America's Newsweek, in a feature-length article about the issue, quoted NASA's Don Foster as saying, "A wicked little devil is whispering in my ear that these code finders could do the same thing with a telephone directory if they thought it was a spiritually significant text." Drosnin's response is emphatic. "Most of the critics - including this gentleman from NASA - have never actually investigated the Bible Code. They've never actually checked it out. Let him [Foster] find in the telephone directory the assassination of Rabin and I'll take the gentleman seriously.
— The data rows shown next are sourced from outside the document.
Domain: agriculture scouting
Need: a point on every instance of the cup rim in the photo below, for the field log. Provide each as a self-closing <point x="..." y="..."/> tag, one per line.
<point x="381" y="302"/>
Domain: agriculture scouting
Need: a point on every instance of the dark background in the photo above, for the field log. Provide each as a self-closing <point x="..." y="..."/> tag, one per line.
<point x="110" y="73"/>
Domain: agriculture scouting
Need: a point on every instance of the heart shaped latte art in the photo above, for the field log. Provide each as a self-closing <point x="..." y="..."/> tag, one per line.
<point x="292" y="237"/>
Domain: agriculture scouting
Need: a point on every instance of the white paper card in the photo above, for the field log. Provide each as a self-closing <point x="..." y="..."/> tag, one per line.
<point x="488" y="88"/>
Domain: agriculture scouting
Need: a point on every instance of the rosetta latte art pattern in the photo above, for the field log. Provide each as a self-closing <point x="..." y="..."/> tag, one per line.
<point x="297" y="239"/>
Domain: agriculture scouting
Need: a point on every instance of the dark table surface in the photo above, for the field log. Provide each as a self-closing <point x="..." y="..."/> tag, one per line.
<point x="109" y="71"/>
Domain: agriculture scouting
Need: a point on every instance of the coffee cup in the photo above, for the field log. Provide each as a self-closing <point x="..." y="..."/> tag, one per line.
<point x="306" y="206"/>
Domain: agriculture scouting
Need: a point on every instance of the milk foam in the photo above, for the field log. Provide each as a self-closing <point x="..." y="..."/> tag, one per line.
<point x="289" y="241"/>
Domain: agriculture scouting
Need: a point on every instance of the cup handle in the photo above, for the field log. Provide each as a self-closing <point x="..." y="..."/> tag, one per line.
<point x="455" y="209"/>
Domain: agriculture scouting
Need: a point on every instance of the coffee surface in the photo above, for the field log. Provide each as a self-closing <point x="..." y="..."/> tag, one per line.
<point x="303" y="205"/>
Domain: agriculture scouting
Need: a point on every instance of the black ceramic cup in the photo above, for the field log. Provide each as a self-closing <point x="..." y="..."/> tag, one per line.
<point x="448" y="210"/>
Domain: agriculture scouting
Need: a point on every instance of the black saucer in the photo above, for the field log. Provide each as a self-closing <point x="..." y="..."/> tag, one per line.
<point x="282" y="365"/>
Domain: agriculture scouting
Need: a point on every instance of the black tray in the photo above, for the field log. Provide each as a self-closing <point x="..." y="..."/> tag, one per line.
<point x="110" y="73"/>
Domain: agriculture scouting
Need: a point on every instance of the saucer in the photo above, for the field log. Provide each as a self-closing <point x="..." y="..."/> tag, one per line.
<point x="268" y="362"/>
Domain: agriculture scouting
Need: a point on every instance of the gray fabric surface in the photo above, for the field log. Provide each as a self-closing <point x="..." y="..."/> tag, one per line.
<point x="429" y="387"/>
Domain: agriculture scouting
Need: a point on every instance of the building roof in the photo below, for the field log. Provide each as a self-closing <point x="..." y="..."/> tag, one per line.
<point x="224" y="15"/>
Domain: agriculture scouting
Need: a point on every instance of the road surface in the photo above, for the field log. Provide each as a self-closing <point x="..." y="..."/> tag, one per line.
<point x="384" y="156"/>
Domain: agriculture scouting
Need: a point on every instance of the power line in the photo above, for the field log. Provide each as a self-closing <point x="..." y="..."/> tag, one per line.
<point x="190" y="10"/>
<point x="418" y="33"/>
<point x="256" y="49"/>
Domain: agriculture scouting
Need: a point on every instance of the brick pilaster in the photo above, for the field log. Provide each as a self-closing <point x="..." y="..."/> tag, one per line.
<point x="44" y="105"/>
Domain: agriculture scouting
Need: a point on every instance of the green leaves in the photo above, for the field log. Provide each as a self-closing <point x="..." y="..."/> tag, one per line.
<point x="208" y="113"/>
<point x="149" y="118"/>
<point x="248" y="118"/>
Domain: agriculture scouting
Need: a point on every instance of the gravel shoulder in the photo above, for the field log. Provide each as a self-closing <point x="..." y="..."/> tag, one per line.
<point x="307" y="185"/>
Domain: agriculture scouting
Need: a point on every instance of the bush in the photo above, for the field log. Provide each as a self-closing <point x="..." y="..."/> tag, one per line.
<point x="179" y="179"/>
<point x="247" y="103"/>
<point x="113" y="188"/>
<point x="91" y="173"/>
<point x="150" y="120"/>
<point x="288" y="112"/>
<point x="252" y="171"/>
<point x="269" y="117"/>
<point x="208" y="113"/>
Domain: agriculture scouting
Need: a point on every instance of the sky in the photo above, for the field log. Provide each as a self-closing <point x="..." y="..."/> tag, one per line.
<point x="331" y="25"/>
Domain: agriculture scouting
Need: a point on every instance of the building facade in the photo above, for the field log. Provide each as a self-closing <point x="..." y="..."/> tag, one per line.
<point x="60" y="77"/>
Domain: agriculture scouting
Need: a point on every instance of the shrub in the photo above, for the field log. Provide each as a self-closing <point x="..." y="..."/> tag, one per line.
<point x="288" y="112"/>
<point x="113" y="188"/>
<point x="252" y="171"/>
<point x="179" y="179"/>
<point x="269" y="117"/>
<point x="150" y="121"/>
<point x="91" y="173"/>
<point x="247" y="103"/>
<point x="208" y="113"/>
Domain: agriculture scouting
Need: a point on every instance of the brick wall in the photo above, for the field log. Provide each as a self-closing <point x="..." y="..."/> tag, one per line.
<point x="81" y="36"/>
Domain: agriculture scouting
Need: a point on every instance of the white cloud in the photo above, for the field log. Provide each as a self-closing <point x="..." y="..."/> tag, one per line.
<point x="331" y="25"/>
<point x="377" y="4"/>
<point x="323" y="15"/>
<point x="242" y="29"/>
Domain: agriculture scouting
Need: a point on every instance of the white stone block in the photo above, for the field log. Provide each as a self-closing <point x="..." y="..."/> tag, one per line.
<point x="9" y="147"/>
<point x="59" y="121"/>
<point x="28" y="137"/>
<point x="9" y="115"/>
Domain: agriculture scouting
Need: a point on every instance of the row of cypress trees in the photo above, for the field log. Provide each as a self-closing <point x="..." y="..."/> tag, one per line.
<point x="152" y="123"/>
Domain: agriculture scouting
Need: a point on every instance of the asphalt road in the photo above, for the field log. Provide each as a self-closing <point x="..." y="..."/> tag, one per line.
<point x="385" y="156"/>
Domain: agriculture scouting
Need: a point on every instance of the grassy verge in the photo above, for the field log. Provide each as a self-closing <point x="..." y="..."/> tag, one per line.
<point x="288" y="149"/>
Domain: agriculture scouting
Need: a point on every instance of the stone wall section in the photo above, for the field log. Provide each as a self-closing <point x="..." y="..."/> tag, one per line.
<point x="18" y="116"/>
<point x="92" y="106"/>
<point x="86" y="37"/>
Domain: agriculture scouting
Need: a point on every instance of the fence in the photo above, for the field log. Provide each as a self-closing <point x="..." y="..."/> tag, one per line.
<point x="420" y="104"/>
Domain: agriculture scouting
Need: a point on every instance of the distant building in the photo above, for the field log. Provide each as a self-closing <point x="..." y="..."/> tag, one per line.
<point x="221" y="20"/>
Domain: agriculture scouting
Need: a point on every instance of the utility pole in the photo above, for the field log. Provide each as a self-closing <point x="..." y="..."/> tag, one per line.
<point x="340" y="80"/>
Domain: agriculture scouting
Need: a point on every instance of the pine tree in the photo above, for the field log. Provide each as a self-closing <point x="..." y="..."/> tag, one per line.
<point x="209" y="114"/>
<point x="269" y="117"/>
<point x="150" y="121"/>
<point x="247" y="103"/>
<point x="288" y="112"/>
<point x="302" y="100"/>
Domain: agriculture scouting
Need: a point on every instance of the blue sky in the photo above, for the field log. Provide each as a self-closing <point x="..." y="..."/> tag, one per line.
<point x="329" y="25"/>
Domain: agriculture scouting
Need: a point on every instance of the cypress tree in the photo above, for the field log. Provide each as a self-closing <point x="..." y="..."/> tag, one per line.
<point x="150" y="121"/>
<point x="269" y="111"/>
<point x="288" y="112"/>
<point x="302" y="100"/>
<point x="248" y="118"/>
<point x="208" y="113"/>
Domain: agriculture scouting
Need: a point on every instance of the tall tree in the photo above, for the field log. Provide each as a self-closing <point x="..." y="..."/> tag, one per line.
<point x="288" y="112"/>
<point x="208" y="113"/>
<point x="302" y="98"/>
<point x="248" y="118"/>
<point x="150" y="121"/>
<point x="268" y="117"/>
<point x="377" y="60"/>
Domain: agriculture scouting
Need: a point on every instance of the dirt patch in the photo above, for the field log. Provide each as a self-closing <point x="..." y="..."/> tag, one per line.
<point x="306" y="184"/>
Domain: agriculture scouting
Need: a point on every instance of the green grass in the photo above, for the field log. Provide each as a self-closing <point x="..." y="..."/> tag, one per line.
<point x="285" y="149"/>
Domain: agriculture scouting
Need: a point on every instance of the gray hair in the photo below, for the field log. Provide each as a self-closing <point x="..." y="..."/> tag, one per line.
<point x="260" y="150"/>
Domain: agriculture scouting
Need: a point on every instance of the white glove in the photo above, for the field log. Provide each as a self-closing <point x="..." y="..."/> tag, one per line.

Let him find information about Shoemaker-Levy, the Gulf War ... in the telephone directory and I'll take the gentleman seriously."

"The notion of God putting secret codes in the Torah is idolatress," says an American Rabbi at the end of the Newsweek article. "God doesn't play dice as Einstein says. Does he write word games?"

"Many religious leaders - from every faith - are troubled, feel threatened by a Bible that is no longer cut in stone," Drosnin counters, "that it is not a settled text they must interpret for us, but rather a fluid, dynamic source of information that anyone who learns Hebrew and obtains the proper computer program can access and have a dialogue one to one.